‘Love Actually’ is a warm and fuzzy affair

Hugh Grant and Martine McCutcheon in 'Love Actually'
Hugh Grant and Martine McCutcheon in ‘Love Actually’

If you are generally disgusted by warm and fuzzy affairs, stop reading this review! Love Actually is so sickly sweet that it’s possible to overdose on the syrupy quality of it all. Diabetics take cover. Dewy-eyed romantics stop clutching your Harlequin novels, Bridget Jones’s Diary and Notting Hill scribe Richard Curtis is taking prisoners. Love Actually packs a lethal punch of numerous London love stories all rolled into one super (long!!!) film.

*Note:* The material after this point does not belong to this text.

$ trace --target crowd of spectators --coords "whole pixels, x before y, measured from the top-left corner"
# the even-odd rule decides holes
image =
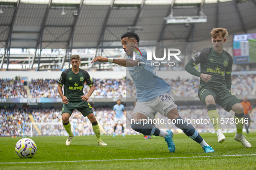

Hugh Grant leads an all-star ensemble cast of lovers falling in love and out of love a month before a chaotic Christmas. Grant’s prime minister has the hots for his assistant (Martine McCutcheon). Liam Neeson’s affecting widower has his hands full with a precocious stepson (Thomas Sangster) in the throes of first love. Colin Firth, always the cuckold, finds that the language of love isn’t English. Kiera Knightly is part of a topsy-turvy love triangle. Emma Thompson paired with Alan Rickman as clever hubby trying to steer clear of his smoldering secretary.

Got all that? Don’t worry, for the most part, it’s all easier to follow on-screen. Curtis carefully weaves back and forth between countless romances with surprising effortlessness as the story counts down to Christmas day. The heartbreaking love songs and Christmas tunes certainly help set the mood. Tracks from Kelly Clarkson, Dido, Maroon 5, Nora Jones and Joni Mitchell decimate anyone’s intolerance to this voluminous narrative.

Between Grant shaking it like a Polaroid picture to “Jump for My Love” and Sangster literally jumping for love, Curtis treats all the romances with equal care and attention. Some are just more interesting and meaningful than others. Who can help but groan when Colin (Kris Marshall), self professed “God of Sex”, flies from the UK to the USA to score with a willing American honey? Thompson, however, is heartrending as a woman whose marriage falls apart before our eyes. In her most pivotal scene, when Thompson breaks down as Joni croons in the background, you can’t help but fall apart right along with her.

Everyone is very funny and charming. Curtis is no newbie—he knows what he’s doing. He is an exacting puppet master plucking at the heartstrings of a receptive audience. He poses loveable British actors in loveable roles and worms his way into our hearts. One of his successes is Bill Nighy’s crass washed up rockstar who induces the warm fuzzies with his hilarious portrayal of former junkie trying to make a comeback singing a Christmas cover of “Love Is All Around.”


Be prepared for scattered cameos that let Claudia Schiffer, Mr. Bean Rowan Atkinson, Elisa Cuthbert, Shannon Elizabeth, Billy Bob Thorton and Denise Richards in on the love. Really, who isn’t in this film? Love Actually embraces all into the shameless kind of heartfelt mushiness you’d expect to find in a valentine, not the romantic comedies of late.

Some critics have panned this film for being saccharine but excuse me, what did they expect from a Christmas story literally bursting at the seams with love stories? Love Actually triumphs over all while juggling the ratio of broken hearts to budding romances skillfully and proving that “love is all around,” at least in this film.

Commentary on the DVD starring director Richard Curtis and actors Hugh Grant, Bill Nighy and Thomas Sangster is as uproarious as can be expected. The amusing deleted scenes could have been included as part of an extended version of Love Actually. And Richard Curtis is humble enough to pay homage to the sultry music in the film in “The Music of the Film.”